Lecture 7 - Linear Regression¶

ECE364 - Programming Methods for Machine Learning¶

Nickvash Kani¶

Slides based off prior lectures by Alex Schwing, Aigou Han, Farzad Kamalabadi, Corey Snyder. All mistakes are my own!¶

Things we'll cover in today's lecture:

  • Something
  • Something else
  • OMG I don't believe it

Linear regression - main idea¶

Let's say we have the following graph:

Given outcomes (targets) $y^{(i)} \in \mathbb{R}$ for covariates (inputs) $x^{(i)} \in \mathbb{R}$, what is/are the underlying system model and/or the parameters.

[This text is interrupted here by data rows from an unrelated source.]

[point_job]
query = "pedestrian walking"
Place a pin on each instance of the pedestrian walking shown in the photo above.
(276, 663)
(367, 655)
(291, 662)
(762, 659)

Multiple possible solutions to the data:

Visually, the best fit is obvious. But how do we communicate the best fit to a computer?

In [26]:
import numpy as np
import matplotlib.pyplot as plt

# Set seed for reproducibility
np.random.seed(42)

# Generate 10 x values between 0 and 10
x = np.linspace(0, 10, 10)

# Generate y values with some variability around the line y = 2x + 5
y = 2 * x + 5 + np.random.normal(0, 2, size=len(x))

# Create the figure and axis
plt.figure(figsize=(8, 6))

# Scatter plot of generated points
plt.scatter(x, y, label='Generated Data', color='blue')

# Plot the line y = 2x + 5
plt.plot(x, 2 * x + 5, label='y = 2x + 5', color='blue', linewidth=2)
plt.plot(x, 1 * x + 8, label='y = 1x + 7', color='red', linewidth=2)
plt.plot(x, 6 * x + 0, label='y = 6x + 0', color='green', linewidth=2)
plt.plot(x, 0 * x + 15, label='y = -0x + 15', color='purple', linewidth=2)
plt.plot(x, 0.5 * x + 10, label='y = 0.5x + 10', color='orange', linewidth=2)

# Labels and title
plt.xlabel('X')
plt.ylabel('Y')
plt.ylim(0, 30)
#plt.title('Scatter Plot with Best Fit Line (Seed = 42)')
plt.legend()
plt.grid(True)

#plt.show()

# Save the plot to a file
plt.savefig("./img/scatter_plot_with_sample_lines.png", dpi=300, bbox_inches='tight')

# Close the plot to avoid displaying it
#plt.close()

Let's assume the best model is linear:

$$ y = wx + b $$

where $y$ is the prediction, $w$ is the weight(s), and $b$ is the bias

$w$ and $b$ are the parameters.

How do we measure how far (or close) one set of parameters is to the data?

Database notation¶

Quick note about notation for data:

  • Given a dataset ${\cal D} = \{(x^{(i)},y^{(i)})\}_{i=1}^N$
  • Data $x^{(i)} \in \mathbb{R}^d$
  • Question: Given new unseen data $𝑥$ how to predict its label $𝑦$?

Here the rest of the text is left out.